Apache Beam & Google Cloud DataFlow to define and execute data processing pipelines

6 min readMar 27, 2020

Even if we already have tools such as Apache Hadoop, Apache Spark and Apache Flink there are some situations when we could need a tool that provide us a kind of abstraction between our application logic and the big data ecosystem or even to provide a unified model for both stream and data processing. There is where Apache Beam comes on the scene.

In this post, we’ll covered two simple examples running our pipelines on a local environment as well as on Google Cloud DataFlow.

Apache Beam

Apache Beam is an open source unified programming model to define and execute data processing pipelines, including ETL, batch and stream processing.

There are some elements you need to know before you start writing your data processing code/application.

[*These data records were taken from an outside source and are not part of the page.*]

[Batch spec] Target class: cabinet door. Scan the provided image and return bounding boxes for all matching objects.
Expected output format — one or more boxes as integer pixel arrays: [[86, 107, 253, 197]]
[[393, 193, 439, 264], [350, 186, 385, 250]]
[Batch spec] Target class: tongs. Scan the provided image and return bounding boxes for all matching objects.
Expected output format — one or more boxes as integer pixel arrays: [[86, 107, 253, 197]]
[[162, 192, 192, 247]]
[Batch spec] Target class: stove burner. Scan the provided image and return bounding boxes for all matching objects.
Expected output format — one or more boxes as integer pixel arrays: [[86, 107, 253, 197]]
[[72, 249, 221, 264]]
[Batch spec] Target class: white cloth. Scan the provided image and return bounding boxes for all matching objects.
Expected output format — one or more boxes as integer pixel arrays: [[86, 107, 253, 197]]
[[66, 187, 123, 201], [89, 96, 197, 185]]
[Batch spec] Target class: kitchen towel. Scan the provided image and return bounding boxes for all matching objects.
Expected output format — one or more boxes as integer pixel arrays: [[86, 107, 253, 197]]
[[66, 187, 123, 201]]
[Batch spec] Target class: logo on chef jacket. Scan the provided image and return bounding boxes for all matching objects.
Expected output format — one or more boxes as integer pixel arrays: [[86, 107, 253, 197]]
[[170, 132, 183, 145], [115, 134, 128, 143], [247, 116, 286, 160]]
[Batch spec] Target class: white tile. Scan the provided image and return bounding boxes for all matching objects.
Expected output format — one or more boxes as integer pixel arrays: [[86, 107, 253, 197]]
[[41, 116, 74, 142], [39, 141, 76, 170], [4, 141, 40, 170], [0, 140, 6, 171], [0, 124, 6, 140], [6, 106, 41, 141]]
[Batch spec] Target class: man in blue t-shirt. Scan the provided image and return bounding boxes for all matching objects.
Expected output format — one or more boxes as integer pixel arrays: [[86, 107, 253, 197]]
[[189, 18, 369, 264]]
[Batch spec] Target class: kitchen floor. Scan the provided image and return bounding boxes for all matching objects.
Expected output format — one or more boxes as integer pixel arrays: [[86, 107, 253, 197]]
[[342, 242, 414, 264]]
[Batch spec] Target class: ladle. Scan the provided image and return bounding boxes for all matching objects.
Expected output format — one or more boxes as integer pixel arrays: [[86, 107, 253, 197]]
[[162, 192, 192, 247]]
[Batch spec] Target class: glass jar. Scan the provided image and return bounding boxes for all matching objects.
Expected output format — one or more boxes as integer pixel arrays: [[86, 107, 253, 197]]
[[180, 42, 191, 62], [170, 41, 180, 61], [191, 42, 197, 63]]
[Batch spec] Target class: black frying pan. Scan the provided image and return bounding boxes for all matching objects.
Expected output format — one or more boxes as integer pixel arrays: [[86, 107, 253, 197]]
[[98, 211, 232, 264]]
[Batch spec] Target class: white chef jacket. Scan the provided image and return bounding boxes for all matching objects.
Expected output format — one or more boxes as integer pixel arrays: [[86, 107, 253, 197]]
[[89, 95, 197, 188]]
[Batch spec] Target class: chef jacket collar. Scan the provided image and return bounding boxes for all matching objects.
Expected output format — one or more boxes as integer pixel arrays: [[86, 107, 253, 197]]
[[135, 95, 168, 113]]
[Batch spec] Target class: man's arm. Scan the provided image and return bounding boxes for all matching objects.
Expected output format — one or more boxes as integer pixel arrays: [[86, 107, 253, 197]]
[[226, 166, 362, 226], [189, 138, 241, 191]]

SDKs: You can use the following SDKs (Python SDK, Java SDK or Go SDK) to write your code.
DataSource: Your application data source could be batch/micro-batch or streaming.
Runner: Specify the target system/platform where your Beam pipeline will run.

Available runners

DirectRunner: Runs locally on your machine — great for developing, testing, and debugging.
ApexRunner: Runs on Apache Apex.
FlinkRunner: Runs on Apache Flink.
SparkRunner: Runs on Apache Spark.
DataflowRunner: Runs on Google Cloud Dataflow, a fully managed service within Google Cloud Platform.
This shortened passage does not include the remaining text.